If your law had not been my delight, I would have perished in my misery. – Psalm 119:92 (NRSV)
This Christmas was the first since I became a mother that I did not see any of my three children in person. As for many this year, we made last-minute changes to plans because of Omicron, and for some in the family, travel was already impossible. We made alternate plans to be together online, knowing that – while we would all prefer to be in the same location – our preferences couldn’t change reality.
For a day after the final conversations took place, I moved under a weighted blanket of sadness. I didn’t have the will to employ my usual approaches to disappointment: reframing, keeping busy, focusing on others. I gave myself the day to mope.
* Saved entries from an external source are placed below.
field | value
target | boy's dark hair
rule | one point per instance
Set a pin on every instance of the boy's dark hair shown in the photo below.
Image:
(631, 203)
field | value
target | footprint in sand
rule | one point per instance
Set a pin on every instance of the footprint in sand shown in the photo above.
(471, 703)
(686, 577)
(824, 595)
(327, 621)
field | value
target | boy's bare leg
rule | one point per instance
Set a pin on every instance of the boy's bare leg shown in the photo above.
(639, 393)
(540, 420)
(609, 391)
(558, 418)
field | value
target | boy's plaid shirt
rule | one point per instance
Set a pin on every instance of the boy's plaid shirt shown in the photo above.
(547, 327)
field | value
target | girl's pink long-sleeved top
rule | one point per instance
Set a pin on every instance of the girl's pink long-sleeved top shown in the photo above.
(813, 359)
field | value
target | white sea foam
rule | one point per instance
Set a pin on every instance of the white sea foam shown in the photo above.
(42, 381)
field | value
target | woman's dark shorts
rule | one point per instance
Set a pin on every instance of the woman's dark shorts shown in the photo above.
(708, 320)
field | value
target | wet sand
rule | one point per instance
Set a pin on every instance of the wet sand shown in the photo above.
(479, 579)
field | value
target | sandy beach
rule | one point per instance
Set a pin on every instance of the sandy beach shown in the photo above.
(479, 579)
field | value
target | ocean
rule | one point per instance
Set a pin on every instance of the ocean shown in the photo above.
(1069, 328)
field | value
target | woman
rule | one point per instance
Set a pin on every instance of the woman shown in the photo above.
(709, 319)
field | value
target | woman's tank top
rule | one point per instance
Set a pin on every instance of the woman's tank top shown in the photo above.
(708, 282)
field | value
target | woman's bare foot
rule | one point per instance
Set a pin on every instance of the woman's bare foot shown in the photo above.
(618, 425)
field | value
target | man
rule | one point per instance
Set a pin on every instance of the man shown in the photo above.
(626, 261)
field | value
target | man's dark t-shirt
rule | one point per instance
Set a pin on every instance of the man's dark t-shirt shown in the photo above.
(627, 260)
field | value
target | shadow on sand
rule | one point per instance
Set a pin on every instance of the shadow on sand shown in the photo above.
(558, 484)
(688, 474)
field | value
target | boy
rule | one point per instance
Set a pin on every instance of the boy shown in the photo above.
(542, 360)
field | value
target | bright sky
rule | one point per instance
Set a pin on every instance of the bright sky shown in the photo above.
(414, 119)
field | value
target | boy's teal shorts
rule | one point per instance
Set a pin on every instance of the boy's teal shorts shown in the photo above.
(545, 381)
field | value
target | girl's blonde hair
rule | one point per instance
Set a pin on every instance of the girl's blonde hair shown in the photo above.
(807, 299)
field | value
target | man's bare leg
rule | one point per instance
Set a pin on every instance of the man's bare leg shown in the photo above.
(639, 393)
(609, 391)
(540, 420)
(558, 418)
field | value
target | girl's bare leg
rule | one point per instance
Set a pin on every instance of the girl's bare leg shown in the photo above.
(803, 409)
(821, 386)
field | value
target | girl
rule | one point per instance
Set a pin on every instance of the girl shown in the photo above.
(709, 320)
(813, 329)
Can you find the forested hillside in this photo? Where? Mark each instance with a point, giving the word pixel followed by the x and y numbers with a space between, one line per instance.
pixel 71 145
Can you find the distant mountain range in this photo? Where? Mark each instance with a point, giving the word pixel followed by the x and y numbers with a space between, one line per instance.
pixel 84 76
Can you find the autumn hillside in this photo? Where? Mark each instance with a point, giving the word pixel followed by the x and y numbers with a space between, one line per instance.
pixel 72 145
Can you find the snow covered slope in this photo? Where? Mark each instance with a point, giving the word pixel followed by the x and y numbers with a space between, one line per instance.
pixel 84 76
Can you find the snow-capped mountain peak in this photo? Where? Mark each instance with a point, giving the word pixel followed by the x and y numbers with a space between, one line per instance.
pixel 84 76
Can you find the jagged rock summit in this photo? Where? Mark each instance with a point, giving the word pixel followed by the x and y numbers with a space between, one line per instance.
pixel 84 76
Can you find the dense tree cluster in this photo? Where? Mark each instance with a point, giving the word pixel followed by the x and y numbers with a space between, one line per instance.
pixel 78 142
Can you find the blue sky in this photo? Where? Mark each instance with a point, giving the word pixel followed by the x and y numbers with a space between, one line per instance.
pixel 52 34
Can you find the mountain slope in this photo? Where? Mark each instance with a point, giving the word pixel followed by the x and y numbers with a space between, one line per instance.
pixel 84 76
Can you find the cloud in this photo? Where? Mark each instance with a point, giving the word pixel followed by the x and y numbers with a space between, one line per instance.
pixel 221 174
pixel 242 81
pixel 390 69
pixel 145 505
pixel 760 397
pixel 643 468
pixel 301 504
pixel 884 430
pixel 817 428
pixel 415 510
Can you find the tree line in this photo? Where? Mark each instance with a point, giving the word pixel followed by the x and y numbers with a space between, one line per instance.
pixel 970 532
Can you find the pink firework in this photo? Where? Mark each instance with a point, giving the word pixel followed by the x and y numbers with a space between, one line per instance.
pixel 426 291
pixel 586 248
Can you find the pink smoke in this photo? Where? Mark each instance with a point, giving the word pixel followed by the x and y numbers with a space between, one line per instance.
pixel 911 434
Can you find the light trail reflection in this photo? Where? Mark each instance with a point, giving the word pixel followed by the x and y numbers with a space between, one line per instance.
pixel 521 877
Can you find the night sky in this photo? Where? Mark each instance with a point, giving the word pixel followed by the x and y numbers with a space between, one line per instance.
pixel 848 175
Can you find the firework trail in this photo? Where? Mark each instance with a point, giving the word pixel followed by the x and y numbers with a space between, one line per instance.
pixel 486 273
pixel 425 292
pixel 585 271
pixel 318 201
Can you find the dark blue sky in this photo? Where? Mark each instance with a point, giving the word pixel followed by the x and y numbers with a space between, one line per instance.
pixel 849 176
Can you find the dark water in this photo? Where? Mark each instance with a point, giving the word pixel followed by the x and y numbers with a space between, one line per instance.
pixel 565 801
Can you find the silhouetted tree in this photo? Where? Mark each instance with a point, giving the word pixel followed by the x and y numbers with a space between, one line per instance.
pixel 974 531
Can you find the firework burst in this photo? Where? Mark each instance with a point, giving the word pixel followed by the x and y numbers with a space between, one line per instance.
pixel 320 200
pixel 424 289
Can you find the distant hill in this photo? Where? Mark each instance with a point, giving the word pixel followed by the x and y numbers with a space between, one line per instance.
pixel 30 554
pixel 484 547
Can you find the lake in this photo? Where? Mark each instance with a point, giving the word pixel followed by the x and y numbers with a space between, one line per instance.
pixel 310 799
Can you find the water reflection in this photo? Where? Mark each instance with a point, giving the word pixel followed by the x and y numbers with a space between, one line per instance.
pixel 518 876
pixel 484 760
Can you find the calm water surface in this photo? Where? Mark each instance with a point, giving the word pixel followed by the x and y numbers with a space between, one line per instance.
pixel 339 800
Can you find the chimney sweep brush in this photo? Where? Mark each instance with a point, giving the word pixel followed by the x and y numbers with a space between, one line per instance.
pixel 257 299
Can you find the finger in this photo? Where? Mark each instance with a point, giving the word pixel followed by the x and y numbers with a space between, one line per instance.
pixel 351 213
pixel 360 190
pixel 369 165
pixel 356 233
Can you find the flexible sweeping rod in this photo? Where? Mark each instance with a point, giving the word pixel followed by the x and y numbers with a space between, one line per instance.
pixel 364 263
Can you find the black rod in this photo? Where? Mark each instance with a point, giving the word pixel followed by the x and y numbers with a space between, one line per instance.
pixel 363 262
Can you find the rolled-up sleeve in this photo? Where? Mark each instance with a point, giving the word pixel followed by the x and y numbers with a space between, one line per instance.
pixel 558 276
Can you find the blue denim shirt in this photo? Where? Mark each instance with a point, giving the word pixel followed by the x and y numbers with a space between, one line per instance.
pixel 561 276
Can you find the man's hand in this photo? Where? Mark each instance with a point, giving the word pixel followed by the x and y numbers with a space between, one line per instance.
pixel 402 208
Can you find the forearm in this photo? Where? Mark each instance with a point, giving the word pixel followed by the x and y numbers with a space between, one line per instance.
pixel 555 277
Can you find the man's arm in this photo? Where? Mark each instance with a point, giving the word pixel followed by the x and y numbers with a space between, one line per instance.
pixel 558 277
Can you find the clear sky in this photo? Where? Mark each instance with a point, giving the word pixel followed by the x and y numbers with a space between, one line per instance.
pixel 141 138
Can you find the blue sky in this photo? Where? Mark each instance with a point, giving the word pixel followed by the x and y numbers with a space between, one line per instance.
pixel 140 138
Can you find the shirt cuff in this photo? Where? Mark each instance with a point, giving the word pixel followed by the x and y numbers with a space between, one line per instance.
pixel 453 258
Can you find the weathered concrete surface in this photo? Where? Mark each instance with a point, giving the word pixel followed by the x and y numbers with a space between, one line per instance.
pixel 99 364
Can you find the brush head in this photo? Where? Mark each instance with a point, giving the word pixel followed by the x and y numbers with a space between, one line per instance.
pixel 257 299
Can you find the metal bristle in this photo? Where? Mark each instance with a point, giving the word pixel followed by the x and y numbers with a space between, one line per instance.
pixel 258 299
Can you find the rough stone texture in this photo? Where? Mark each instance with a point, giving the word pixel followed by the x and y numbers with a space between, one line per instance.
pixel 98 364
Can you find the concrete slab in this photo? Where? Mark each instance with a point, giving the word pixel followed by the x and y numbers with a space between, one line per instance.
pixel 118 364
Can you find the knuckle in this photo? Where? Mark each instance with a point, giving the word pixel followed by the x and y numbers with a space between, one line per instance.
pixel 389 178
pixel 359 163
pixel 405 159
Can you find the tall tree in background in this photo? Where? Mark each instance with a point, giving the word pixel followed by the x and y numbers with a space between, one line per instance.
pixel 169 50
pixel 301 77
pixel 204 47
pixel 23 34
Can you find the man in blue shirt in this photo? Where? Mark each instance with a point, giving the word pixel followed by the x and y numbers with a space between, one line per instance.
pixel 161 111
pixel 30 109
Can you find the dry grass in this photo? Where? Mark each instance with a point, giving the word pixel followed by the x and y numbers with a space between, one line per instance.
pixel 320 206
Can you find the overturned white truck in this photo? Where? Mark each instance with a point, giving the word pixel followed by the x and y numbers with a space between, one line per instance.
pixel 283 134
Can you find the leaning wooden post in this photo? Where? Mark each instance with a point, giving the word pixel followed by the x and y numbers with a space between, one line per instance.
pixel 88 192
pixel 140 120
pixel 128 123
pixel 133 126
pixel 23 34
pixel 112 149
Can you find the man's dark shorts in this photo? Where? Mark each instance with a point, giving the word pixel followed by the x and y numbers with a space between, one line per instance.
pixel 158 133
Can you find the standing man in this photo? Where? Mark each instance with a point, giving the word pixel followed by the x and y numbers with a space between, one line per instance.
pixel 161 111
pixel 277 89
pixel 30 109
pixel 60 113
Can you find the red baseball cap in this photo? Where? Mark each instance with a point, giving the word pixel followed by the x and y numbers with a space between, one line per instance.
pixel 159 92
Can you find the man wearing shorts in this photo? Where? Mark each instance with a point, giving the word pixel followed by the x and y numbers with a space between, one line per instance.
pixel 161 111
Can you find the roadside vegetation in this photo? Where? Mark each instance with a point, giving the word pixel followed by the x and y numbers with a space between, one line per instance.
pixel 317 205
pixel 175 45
When my wife and I sat down the next morning for our devotional time, we read words of scripture and reflection, but we hesitated to engage our consistent spiritual practice of naming “What’s good” and “What’s bad,” followed by prayer. We built our practice from a familiar benediction that includes the phrase, “Hold on to what is good.” The previous week’s “good” anticipation was today’s “bad,” and that felt terrible.
Yet we met in the place where we always meet, to do what we always do, making space for the feelings of the day, the good and the bad. We let them just be; we didn’t try to solve them. We gave them to God, and we let God hold them with us.
The next day, I ventured this response: “What’s good is that we all love each other, and we are all well.”
I still felt sad, but I felt held.
Holy God, hold on to us. Be with us in our sadness, we pray. Amen.